Pharmos Corporation (Pink Sheets: PARS) announced today the results of its Phase 2b Dextofisopam clinical trial to evaluate safety and efficacy of the compound in irritable bowel syndrome.
Although the primary efficacy variable (% of weeks responding for adequate overall relief of IBS symptoms) did not reach statistical significance, the percentage responding for the Dextofisopam 200 mg group was higher than that observed for the Phase 2a trial. However, the placebo response rate was higher than expected compared to the Phase 2a placebo response.
This result was similarly demonstrated across all other secondary efficacy variables associated with the adequate overall relief question. In all cases except at Month 1, the response rates for the Dextofisopam 200 mg group were essentially the same as or in most cases better than the response rates observed for the Phase 2a trial.
Secondary response variables of adequate relief of abdominal pain and discomfort and overall IBS symptoms ratings showed statistical significance and trends favoring the Dextofisopam 200 mg group compared to placebo.
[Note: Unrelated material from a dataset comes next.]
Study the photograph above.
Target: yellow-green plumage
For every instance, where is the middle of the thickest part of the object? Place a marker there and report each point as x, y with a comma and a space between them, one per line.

Further secondary analysis, as well as sub group analysis, is ongoing and will be reported when available.
The Phase 2b double-blind, randomized, placebo-controlled study evaluated the clinical safety, tolerability and efficacy of multiple doses of Dextofisopam. Female outpatients with diarrhea predominant and alternating diarrhea and constipation IBS (according to Rome III Criteria for IBS) were randomized into each of four treatment groups: 100mg, 200mg, and 300mg BID dextofisopam or placebo. A total of 324 patients were enrolled using approximately 70 US centers. The patients participated for up to 19 weeks, including a screening period, a 12-week treatment period, and a 28-day post treatment period. The primary endpoint was "adequate overall relief" of IBS symptoms during the 12-week treatment period.
In the Phase 2b study, of the 324 patients randomized, 311 (96%) were evaluated in the Intent to Treat (ITT) analysis. Patients who completed the full study numbered 225 (69%), a similar percentage to the Phase 2a study, and 99 patients discontinued the study. The majority of patients who discontinued did so due to withdrawal of consent or a non serious adverse event.